Asked about the Academy’s “inclusion standards,” which basically say that a given film will not be eligible for Oscars unless the cast and crew are seriously and specifically diverse (i.e., no films like Ordinary People ever again), Academy CEO Bill Kramer has been quoted by The Hollywood Reporter‘s Scott Feinberg as follows:

“We don’t want to legislate art” — HE says bullshit. “That’s not what this is about” — ditto. “We want filmmakers to continue to make the films they want to make” — bullshit. “I’m very happy to announce that the best picture nominees from this past year all would have qualified under our inclusion standards” — terrific! “At the all-member meeting we’ll be talking more about that because that’s a big point of discussion for our members, and we want to be very clear that we don’t want this to be onerous or punitive — we want this to be collaborative” — bullshit.

The Academy’s inclusion standards are a form of institutional terror or, if you will, paranoid, watch-your-back virtue signalling. Because if you don’t support the inclusion standards 100% and with all your heart and soul, you’re either an out-and-out racist or a closeted one.

Awards Daily‘s Sasha Stone, posted this morning (8.26): “A friend of mine called the way the Oscars featured almost all Black performers and presenters as a ‘new kind of blackface.’

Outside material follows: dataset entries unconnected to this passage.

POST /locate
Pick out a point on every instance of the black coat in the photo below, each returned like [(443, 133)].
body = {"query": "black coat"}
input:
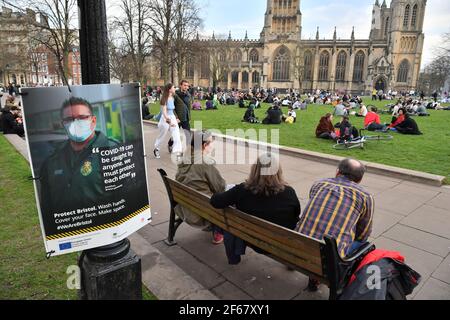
[(397, 281), (409, 126), (9, 124)]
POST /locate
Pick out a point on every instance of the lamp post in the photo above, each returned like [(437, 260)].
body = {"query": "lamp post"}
[(112, 271)]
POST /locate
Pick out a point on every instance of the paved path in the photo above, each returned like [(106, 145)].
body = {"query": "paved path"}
[(411, 218)]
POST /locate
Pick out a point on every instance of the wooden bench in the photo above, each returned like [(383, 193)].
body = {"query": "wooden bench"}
[(317, 259)]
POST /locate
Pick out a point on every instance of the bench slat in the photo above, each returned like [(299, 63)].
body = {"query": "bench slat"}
[(288, 250), (284, 235)]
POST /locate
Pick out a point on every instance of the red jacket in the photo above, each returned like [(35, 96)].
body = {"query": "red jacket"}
[(371, 118), (399, 120)]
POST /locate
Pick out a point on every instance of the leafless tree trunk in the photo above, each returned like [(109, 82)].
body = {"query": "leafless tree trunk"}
[(55, 29), (131, 33)]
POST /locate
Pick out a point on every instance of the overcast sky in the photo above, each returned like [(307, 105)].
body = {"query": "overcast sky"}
[(241, 15), (237, 16)]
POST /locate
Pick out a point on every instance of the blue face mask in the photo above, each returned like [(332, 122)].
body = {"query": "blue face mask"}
[(79, 130)]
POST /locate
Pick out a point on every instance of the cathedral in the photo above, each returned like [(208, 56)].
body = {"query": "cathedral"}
[(388, 60)]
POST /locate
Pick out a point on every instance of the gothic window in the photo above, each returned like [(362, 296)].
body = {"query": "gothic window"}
[(204, 66), (358, 69), (189, 68), (254, 56), (308, 66), (222, 56), (235, 77), (406, 16), (237, 55), (255, 77), (340, 67), (281, 65), (414, 17), (245, 77), (386, 27), (403, 71), (323, 66)]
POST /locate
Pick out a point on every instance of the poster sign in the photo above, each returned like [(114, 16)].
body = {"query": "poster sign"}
[(88, 162)]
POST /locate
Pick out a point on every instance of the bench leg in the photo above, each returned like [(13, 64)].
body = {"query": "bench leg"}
[(173, 226)]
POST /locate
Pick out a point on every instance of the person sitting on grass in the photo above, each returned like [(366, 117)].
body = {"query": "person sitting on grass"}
[(265, 195), (249, 115), (400, 118), (241, 103), (408, 126), (291, 116), (325, 128), (422, 110), (340, 110), (210, 104), (199, 172), (372, 121), (197, 106), (274, 115), (346, 130)]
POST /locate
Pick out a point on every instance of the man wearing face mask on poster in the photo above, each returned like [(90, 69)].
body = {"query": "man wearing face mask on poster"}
[(71, 177)]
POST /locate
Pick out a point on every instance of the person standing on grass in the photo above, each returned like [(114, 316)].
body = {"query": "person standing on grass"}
[(168, 122), (183, 105)]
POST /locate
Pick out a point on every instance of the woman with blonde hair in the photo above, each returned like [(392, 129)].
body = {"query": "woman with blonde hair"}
[(168, 122), (266, 195)]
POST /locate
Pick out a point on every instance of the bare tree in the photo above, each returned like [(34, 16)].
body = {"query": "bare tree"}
[(54, 29), (187, 23), (130, 35), (121, 63)]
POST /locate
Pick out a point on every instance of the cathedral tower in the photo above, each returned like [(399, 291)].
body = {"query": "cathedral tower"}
[(406, 41), (281, 37)]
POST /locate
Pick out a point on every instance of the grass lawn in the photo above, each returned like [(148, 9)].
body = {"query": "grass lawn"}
[(25, 273), (427, 153)]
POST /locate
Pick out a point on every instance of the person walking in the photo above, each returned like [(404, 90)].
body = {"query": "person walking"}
[(168, 122), (183, 105)]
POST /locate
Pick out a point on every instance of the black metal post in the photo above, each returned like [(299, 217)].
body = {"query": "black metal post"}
[(112, 271)]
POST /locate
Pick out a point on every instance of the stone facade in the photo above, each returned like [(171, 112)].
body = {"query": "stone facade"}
[(389, 59)]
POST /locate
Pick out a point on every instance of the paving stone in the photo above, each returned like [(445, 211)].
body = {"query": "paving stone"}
[(228, 291), (382, 221), (265, 279), (434, 290), (443, 272), (423, 262), (400, 202), (198, 243), (442, 201), (419, 239), (430, 219), (206, 276), (152, 235), (162, 277)]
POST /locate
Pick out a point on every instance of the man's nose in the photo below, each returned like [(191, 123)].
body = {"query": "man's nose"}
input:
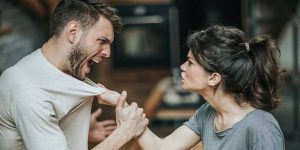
[(106, 51)]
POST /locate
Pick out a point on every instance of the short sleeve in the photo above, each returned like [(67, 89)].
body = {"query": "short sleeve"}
[(270, 141), (36, 121), (196, 122)]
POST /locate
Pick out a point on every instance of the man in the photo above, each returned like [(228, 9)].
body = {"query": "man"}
[(45, 99)]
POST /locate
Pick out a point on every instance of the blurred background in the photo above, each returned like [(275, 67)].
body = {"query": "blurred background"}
[(147, 53)]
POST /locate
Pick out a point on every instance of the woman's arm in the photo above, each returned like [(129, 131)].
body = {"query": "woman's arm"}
[(181, 138)]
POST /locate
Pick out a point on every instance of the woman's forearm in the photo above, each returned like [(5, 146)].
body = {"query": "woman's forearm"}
[(114, 141)]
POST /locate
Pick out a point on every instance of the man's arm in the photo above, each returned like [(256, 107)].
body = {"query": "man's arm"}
[(99, 130), (36, 121), (131, 122)]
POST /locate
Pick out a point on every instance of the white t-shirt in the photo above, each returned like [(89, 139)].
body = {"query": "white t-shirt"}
[(43, 108)]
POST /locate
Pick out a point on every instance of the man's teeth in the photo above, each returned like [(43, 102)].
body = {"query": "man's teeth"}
[(96, 61)]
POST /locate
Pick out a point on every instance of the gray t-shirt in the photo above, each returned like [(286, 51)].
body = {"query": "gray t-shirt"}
[(258, 130)]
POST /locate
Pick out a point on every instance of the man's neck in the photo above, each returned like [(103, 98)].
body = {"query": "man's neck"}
[(56, 54)]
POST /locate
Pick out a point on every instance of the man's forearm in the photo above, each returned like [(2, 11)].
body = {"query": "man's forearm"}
[(114, 141), (149, 141)]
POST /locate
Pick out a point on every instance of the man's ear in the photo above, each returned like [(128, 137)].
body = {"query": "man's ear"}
[(72, 31), (214, 79)]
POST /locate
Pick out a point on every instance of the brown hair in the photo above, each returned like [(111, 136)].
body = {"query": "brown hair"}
[(86, 12), (249, 69)]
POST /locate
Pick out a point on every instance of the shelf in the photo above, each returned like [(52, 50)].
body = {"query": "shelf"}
[(5, 30)]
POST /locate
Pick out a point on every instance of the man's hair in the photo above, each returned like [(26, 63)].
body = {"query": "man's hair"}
[(86, 12)]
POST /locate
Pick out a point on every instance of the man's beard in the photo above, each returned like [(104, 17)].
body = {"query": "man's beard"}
[(76, 59)]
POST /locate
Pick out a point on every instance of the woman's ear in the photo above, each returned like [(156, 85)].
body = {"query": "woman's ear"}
[(72, 31), (214, 79)]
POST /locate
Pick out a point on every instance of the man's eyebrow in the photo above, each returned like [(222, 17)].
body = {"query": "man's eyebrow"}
[(104, 39)]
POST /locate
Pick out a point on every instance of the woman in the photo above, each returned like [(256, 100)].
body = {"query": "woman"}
[(239, 80)]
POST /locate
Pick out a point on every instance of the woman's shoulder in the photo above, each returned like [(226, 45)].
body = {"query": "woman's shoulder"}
[(261, 122)]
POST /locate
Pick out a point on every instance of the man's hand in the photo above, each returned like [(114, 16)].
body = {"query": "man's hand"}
[(99, 130), (130, 118)]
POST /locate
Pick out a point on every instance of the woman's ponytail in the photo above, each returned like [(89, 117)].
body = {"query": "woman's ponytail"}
[(264, 54)]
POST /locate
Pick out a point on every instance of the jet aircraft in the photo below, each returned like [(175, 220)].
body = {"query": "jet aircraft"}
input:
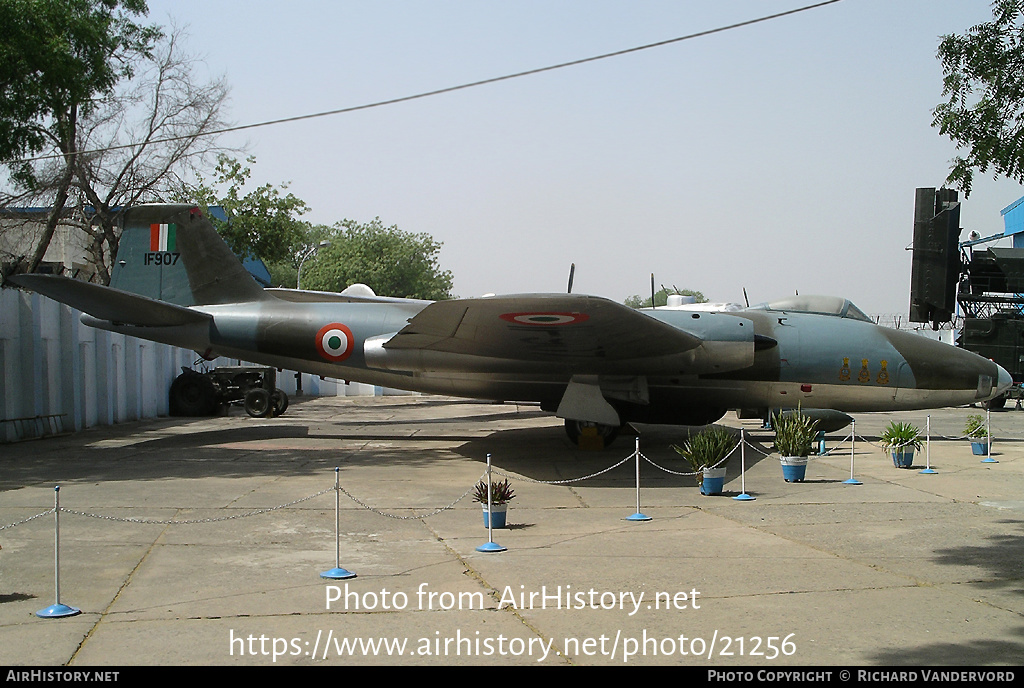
[(594, 362)]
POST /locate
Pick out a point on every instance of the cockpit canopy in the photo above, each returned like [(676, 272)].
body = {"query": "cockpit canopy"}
[(822, 305)]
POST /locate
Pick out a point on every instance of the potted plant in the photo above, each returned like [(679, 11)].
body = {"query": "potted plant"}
[(978, 434), (901, 439), (795, 432), (501, 495), (707, 453)]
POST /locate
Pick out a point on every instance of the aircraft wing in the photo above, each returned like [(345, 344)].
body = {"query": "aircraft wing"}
[(568, 329), (107, 303)]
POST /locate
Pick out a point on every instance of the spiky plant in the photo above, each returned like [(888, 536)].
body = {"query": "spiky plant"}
[(706, 449), (795, 433)]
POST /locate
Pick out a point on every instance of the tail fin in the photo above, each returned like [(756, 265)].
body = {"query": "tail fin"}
[(172, 253)]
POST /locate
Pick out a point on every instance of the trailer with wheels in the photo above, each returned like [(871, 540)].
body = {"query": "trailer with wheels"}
[(195, 393)]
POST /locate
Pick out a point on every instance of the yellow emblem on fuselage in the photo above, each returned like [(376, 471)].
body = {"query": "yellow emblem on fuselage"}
[(864, 376)]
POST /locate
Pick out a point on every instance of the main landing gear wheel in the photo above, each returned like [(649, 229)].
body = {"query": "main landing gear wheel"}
[(995, 403), (258, 402), (588, 435), (280, 400)]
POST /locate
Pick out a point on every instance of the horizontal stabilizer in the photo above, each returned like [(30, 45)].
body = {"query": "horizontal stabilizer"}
[(107, 303)]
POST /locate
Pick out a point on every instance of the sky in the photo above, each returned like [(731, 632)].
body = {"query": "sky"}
[(777, 158)]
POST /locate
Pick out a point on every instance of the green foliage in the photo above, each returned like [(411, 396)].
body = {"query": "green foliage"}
[(263, 222), (708, 448), (984, 83), (900, 435), (795, 433), (975, 428), (388, 260), (662, 297), (55, 57), (501, 492)]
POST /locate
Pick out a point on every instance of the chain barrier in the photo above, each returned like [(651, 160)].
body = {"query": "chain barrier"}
[(566, 480), (411, 517), (150, 521), (26, 520)]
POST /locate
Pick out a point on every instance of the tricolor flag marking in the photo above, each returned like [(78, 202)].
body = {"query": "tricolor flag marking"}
[(162, 238)]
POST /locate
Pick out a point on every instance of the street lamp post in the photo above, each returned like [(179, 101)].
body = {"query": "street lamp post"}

“The Academy is 80% white. America is just under 60% white. America is also 95% heterosexual. Americans believe in God by about 80%. These stats are starting to shift, no doubt. GenZ tends to be the generation that is more LGBTQIA, less religious, and more ‘woke’ for sure. But we’re still talking about the minority pop, not the majority.

“The Oscars can’t draw the majority because they are singularly obsessed with their outward image, as with most of the top 1% that runs Hollywood. They have almost ceased being able to tell good stories and now much find ways to tell good stories under the thumb of fundamentalism. It is wrong to police art in this way, and I don’t care what Twitter thinks about that. It is simply the truth, proven century after century. Dogmatic art is not art — it’s propaganda.

“Executives are deathly afraid of being called out for racism. It is bad press they don’t believe they can afford with an army of Orwellian Children Spies breathing down their necks. The Oscars, and much of the films that will pass their required standards, reflect the paranoia in the white community, not the actual power in that community. In other words, how much of it is simply ‘virtue signaling,’ and how much of it is actual change? And if it is change, what is it changing exactly?

“Yes, they are trying to legislate art. All the executives at all studios who make content are legislating art. They’re forcing artists to reflect a specific ideology that serves their newfound religion and gets them off the hook. Remember, the people at the top who hold power are still the same — across all institutions of power in this country. They are, therefore, allowing marginalized groups to be presented as proof that they are prioritizing activism.”